After 12 long weeks of studying, I finally sat for my Step 1 exams. While I won’t know my score for at least another month, it’s nice to know that I’ve put one of the biggest chapters of my medical school career behind me.
The last 2 weeks of studying were particularly brutal. This is when exhaustion and apathy make the final bits of studying feel futile. After 2 Q Banks, thousands of flash cards, and hundreds of pages of First Aid, and many hours watching videos through Osmosis, I felt as if I’d learned all the information, and that I was simply trying to prevent me forgetting old information.
Taking the test itself too was physically draining. You have 8 hours (seven 1-hour blocks, and a 1-hour break), which in itself required training. Just learning how to sit and focus without stress or anxiety is tiring. If you stress too hard during the first block, by the last one you are too tired to focus. After going through the roller coaster of emotions during the independent study period, this is how I felt during the actual exam:
The first 3 blocks I felt great. Each section I finished early, but not too early, so I could have at least a 5-minute break after every block. Yep, even the first one. You gotta keep your bladder empty. Section 2 I took a 10-minute break, and 5 minutes for section 3. Step felt manageable.
And then I was hit by the 4th block. Perhaps it was the endurance of the test, or perhaps it was the quality of questions I got that block, but I left that block requiring a much longer break (20 minutes) to just breath, focus and refuel with lunch. This lead to a solid 5th block.
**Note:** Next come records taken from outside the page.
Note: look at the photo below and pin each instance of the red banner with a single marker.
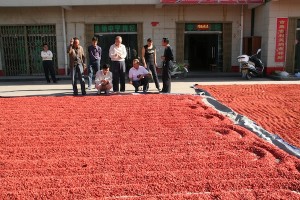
(281, 36)
(211, 1)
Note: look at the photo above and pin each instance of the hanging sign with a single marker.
(281, 36)
(212, 1)
(115, 28)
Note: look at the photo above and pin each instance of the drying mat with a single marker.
(135, 147)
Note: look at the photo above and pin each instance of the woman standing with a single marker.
(47, 56)
(149, 60)
(167, 65)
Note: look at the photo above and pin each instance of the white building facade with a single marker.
(208, 34)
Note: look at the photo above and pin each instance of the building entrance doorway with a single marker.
(203, 51)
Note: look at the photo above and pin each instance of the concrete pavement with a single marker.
(39, 87)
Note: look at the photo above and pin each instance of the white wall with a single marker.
(167, 16)
(266, 22)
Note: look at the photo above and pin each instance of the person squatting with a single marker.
(113, 77)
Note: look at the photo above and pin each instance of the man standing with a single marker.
(77, 59)
(138, 76)
(95, 56)
(47, 56)
(117, 53)
(167, 66)
(149, 59)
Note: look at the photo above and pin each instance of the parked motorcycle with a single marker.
(251, 66)
(178, 70)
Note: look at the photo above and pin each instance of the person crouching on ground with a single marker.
(103, 80)
(138, 76)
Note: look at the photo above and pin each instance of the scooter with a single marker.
(178, 70)
(251, 66)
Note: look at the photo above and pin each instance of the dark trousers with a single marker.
(118, 72)
(152, 68)
(143, 82)
(94, 66)
(166, 76)
(48, 67)
(77, 74)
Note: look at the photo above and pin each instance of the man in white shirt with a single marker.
(118, 53)
(138, 76)
(103, 80)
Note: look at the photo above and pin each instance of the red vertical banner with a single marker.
(281, 37)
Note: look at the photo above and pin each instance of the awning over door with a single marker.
(212, 1)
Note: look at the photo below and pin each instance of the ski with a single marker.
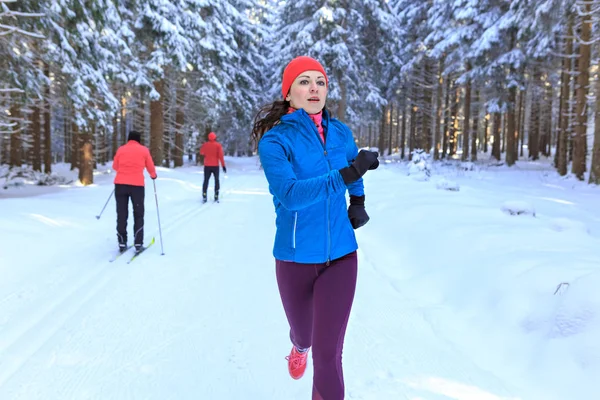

The last 2 blocks, however, were a blur, and no matter how much training and studying, physically you are just wiped. By the 7th block, when I finished my questions, I just let the timer run out rather than end early. I could not give any more.
By the time I got home, I was able to hang out with some of my good friends and not talk about the exam as I let myself decompress (I’m still decompressing).
Did I do as well as I wanted? Who knows. Did I do the best I could in that very moment? Absolutely. I don’t think I could say otherwise.
So now I get to enjoy a week off with family and friends before I start my first rotation in psychiatry. I’ll be heading to San Francisco to complete it, so it’ll be nice to see medicine in an urban context.
While step 1 was probably the hardest of the 3 step exams it wasn’t really all that bad. It was certainly was much easier than my written board exam and orders of magnitude less stressful than my oral boards.
Everyone has a slightly different approach to studying and at some point the returns do significantly diminish. Studying beyond that point does not really help and a student is better off getting some exercise or doing something else that they find pleasurable, then returning to their studies refreshed.